RoyChoudhury Arindam, Felsenstein Joseph, Thompson Elizabeth A
Department of Organismic and Evolutionary Biology, Harvard University, Cambridge, Massachusetts 02138, USA.
Genetics. 2008 Oct;180(2):1095-105. doi: 10.1534/genetics.107.085753. Epub 2008 Sep 9.
We have developed a pruning algorithm for likelihood estimation of a tree of populations. This algorithm enables us to compute the likelihood for large trees. Thus, it gives an efficient way of obtaining the maximum-likelihood estimate (MLE) for a given tree topology. Our method utilizes the differences accumulated by random genetic drift in allele count data from single-nucleotide polymorphisms (SNPs), ignoring the effect of mutation after divergence from the common ancestral population. The computation of the maximum-likelihood tree involves both maximizing likelihood over branch lengths of a given topology and comparing the maximum-likelihood across topologies. Here our focus is the maximization of likelihood over branch lengths of a given topology. The pruning algorithm computes arrays of probabilities at the root of the tree from the data at the tips of the tree; at the root, the arrays determine the likelihood. The arrays consist of probabilities related to the number of coalescences and allele counts for the partially coalesced lineages. Computing these probabilities requires an unusual two-stage algorithm. Our computation is exact and avoids time-consuming Monte Carlo methods. We can also correct for ascertainment bias.

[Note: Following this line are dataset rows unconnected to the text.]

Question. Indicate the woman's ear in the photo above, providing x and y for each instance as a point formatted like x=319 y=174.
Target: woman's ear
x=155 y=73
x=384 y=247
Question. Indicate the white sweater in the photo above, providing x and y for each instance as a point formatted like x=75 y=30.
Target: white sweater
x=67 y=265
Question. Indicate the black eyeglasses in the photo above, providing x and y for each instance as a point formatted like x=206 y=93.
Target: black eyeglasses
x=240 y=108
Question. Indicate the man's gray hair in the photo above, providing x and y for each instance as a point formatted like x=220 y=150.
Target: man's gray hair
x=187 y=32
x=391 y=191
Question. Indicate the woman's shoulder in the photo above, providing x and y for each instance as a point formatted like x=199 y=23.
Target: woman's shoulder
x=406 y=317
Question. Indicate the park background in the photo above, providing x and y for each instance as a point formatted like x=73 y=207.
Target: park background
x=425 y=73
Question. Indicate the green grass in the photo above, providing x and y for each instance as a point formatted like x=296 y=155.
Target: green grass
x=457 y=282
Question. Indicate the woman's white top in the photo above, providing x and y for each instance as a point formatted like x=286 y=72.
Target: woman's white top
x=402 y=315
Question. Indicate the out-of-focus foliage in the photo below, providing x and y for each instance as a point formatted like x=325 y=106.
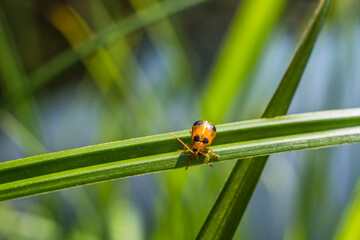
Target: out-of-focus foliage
x=151 y=80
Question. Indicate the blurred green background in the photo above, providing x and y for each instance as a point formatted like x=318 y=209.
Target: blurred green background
x=77 y=73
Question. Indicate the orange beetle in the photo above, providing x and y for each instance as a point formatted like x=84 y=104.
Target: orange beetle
x=202 y=135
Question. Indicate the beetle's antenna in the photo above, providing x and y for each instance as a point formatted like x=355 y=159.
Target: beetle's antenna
x=181 y=142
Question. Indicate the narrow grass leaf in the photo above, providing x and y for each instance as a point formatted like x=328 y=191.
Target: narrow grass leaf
x=81 y=166
x=226 y=213
x=250 y=27
x=106 y=37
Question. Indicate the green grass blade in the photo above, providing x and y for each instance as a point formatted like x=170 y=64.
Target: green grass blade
x=250 y=27
x=349 y=224
x=54 y=171
x=106 y=37
x=230 y=205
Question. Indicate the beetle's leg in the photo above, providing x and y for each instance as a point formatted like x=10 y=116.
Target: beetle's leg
x=207 y=159
x=185 y=145
x=187 y=158
x=213 y=153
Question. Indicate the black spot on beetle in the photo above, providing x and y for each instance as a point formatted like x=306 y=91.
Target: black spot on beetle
x=198 y=123
x=212 y=127
x=197 y=138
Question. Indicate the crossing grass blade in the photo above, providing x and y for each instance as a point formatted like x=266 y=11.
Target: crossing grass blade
x=226 y=213
x=81 y=166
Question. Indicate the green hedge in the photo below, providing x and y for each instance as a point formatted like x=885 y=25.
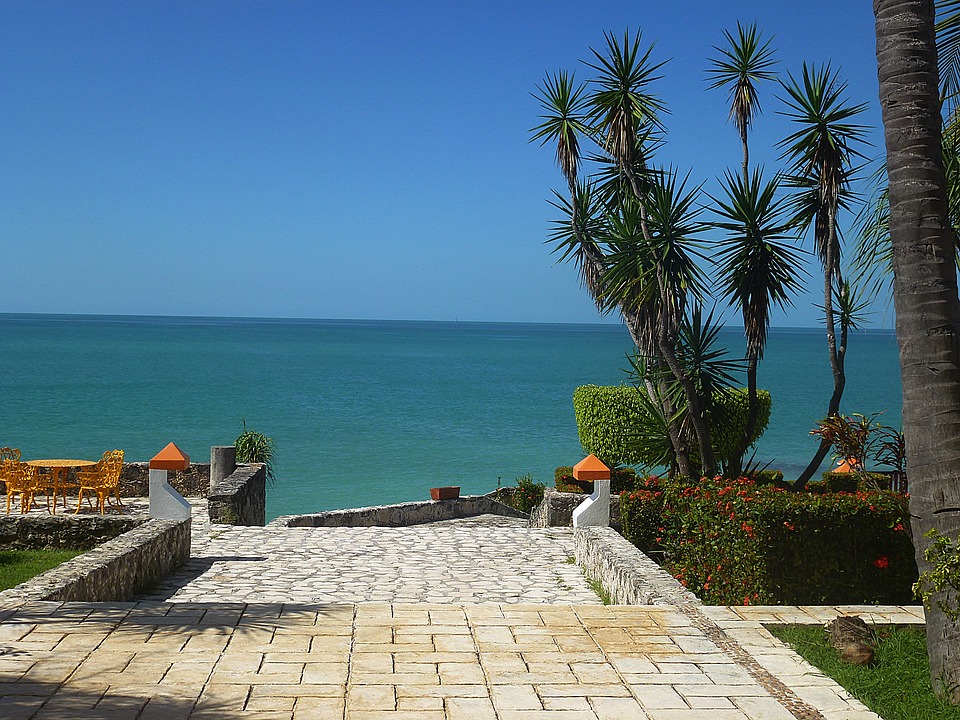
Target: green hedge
x=608 y=418
x=734 y=543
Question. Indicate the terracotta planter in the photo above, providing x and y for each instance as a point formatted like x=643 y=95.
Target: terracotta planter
x=445 y=493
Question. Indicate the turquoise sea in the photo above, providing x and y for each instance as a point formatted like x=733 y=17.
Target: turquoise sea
x=371 y=412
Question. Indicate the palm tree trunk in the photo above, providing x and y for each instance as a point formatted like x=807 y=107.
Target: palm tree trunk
x=830 y=275
x=925 y=295
x=666 y=349
x=593 y=273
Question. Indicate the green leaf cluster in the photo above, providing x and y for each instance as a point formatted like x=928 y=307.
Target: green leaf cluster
x=618 y=425
x=255 y=447
x=735 y=543
x=943 y=578
x=527 y=494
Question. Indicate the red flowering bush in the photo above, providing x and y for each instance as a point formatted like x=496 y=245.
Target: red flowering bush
x=735 y=543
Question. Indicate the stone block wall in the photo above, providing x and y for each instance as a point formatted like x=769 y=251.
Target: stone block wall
x=117 y=570
x=54 y=532
x=402 y=514
x=557 y=509
x=628 y=576
x=240 y=498
x=192 y=482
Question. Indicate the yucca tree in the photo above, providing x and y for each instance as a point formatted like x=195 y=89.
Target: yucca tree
x=743 y=63
x=822 y=151
x=758 y=269
x=925 y=296
x=624 y=111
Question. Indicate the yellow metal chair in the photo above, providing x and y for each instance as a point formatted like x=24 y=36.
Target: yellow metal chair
x=9 y=454
x=20 y=479
x=103 y=479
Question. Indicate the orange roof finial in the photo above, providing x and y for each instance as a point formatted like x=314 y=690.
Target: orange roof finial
x=170 y=458
x=590 y=468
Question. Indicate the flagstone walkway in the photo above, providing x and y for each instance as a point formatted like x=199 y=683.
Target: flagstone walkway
x=315 y=623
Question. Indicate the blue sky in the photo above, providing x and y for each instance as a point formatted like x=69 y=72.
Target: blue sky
x=339 y=160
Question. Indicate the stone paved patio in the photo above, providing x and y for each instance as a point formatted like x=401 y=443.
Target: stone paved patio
x=517 y=635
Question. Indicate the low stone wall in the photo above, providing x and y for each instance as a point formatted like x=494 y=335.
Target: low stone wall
x=628 y=576
x=402 y=514
x=117 y=570
x=51 y=532
x=192 y=482
x=241 y=497
x=557 y=508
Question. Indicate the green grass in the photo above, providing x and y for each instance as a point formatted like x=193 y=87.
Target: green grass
x=17 y=566
x=896 y=686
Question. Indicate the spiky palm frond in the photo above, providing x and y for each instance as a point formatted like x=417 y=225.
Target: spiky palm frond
x=629 y=277
x=948 y=52
x=824 y=146
x=621 y=104
x=612 y=183
x=757 y=269
x=707 y=363
x=807 y=207
x=673 y=212
x=563 y=120
x=575 y=236
x=745 y=61
x=851 y=303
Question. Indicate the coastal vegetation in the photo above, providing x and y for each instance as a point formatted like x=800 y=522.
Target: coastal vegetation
x=255 y=447
x=635 y=229
x=524 y=496
x=621 y=426
x=749 y=542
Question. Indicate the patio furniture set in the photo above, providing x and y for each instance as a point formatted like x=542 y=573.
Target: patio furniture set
x=29 y=479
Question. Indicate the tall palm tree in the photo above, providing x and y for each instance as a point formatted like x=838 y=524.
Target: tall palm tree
x=925 y=294
x=822 y=151
x=745 y=61
x=624 y=111
x=757 y=270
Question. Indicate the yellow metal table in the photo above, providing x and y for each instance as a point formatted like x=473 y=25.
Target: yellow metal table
x=58 y=470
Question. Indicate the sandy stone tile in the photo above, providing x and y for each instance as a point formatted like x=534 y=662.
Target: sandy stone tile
x=459 y=708
x=515 y=697
x=331 y=673
x=371 y=697
x=461 y=673
x=406 y=703
x=316 y=708
x=617 y=708
x=657 y=697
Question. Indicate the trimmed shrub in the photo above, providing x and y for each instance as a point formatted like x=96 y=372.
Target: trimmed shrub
x=641 y=513
x=769 y=477
x=734 y=543
x=609 y=416
x=527 y=494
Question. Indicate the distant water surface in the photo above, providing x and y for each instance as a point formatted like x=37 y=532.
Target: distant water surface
x=371 y=412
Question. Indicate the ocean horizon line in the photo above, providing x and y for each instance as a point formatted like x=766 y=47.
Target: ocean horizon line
x=303 y=320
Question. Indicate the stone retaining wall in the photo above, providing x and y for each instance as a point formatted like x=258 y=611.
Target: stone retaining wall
x=557 y=509
x=192 y=482
x=49 y=532
x=117 y=570
x=628 y=576
x=403 y=514
x=241 y=497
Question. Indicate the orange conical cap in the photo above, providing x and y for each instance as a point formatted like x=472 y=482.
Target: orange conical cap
x=590 y=468
x=170 y=458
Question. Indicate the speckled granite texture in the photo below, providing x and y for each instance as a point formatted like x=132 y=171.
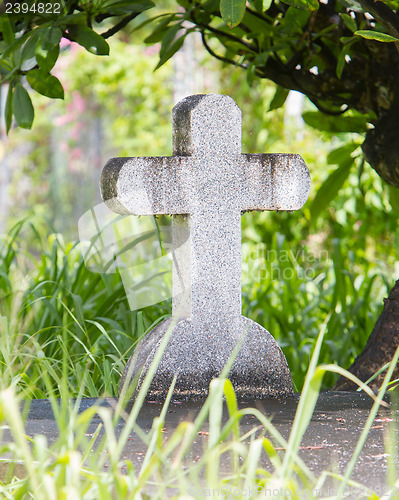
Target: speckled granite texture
x=206 y=185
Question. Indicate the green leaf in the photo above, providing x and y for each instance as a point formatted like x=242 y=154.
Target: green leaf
x=350 y=23
x=376 y=35
x=47 y=59
x=29 y=48
x=303 y=4
x=8 y=110
x=335 y=124
x=279 y=98
x=7 y=31
x=88 y=39
x=119 y=8
x=330 y=188
x=51 y=38
x=159 y=32
x=22 y=107
x=342 y=58
x=232 y=11
x=45 y=84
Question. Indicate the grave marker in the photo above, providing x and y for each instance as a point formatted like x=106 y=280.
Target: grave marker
x=206 y=185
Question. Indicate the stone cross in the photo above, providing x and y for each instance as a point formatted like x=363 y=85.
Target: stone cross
x=206 y=185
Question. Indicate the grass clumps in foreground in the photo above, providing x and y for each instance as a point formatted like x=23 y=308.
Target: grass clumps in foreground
x=86 y=462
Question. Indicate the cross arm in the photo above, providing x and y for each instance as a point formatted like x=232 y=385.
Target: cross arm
x=274 y=182
x=147 y=185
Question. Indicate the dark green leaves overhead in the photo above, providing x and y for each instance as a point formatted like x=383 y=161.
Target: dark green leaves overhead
x=336 y=124
x=89 y=39
x=303 y=4
x=232 y=11
x=45 y=84
x=22 y=107
x=279 y=98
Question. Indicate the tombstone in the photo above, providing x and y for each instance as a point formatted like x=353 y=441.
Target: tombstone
x=205 y=186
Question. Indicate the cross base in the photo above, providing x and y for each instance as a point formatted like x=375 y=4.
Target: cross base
x=260 y=369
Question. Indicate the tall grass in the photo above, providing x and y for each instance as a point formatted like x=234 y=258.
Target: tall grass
x=78 y=465
x=62 y=319
x=76 y=326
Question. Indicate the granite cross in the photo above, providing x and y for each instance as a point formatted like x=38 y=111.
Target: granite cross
x=206 y=185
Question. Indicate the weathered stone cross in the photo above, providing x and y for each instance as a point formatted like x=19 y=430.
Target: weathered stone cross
x=206 y=184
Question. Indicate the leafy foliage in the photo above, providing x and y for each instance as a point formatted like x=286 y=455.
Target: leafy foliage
x=30 y=44
x=336 y=53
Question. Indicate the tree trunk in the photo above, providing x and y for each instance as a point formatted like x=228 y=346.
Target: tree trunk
x=380 y=347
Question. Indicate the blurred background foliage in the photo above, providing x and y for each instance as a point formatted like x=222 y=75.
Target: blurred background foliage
x=339 y=253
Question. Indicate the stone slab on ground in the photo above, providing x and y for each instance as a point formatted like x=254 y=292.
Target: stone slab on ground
x=328 y=444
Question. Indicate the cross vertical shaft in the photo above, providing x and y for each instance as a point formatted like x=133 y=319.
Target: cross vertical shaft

我们开发了一种用于估计种群树似然性的剪枝算法。该算法使我们能够计算大型树的似然性。因此,它提供了一种有效方法来获得给定树拓扑结构的最大似然估计(MLE)。我们的方法利用了单核苷酸多态性(SNP)等位基因计数数据中随机遗传漂变积累的差异,忽略了从共同祖先种群分化后突变的影响。最大似然树的计算既涉及在给定拓扑结构的分支长度上最大化似然性,也涉及比较不同拓扑结构的最大似然性。这里我们关注的是在给定拓扑结构的分支长度上最大化似然性。剪枝算法根据树末端的数据计算树根部的概率数组;在根部,这些数组确定似然性。这些数组由与部分合并谱系的合并次数和等位基因计数相关的概率组成。计算这些概率需要一种不同寻常的两阶段算法。我们的计算是精确的,避免了耗时的蒙特卡罗方法。我们还可以校正确定偏差。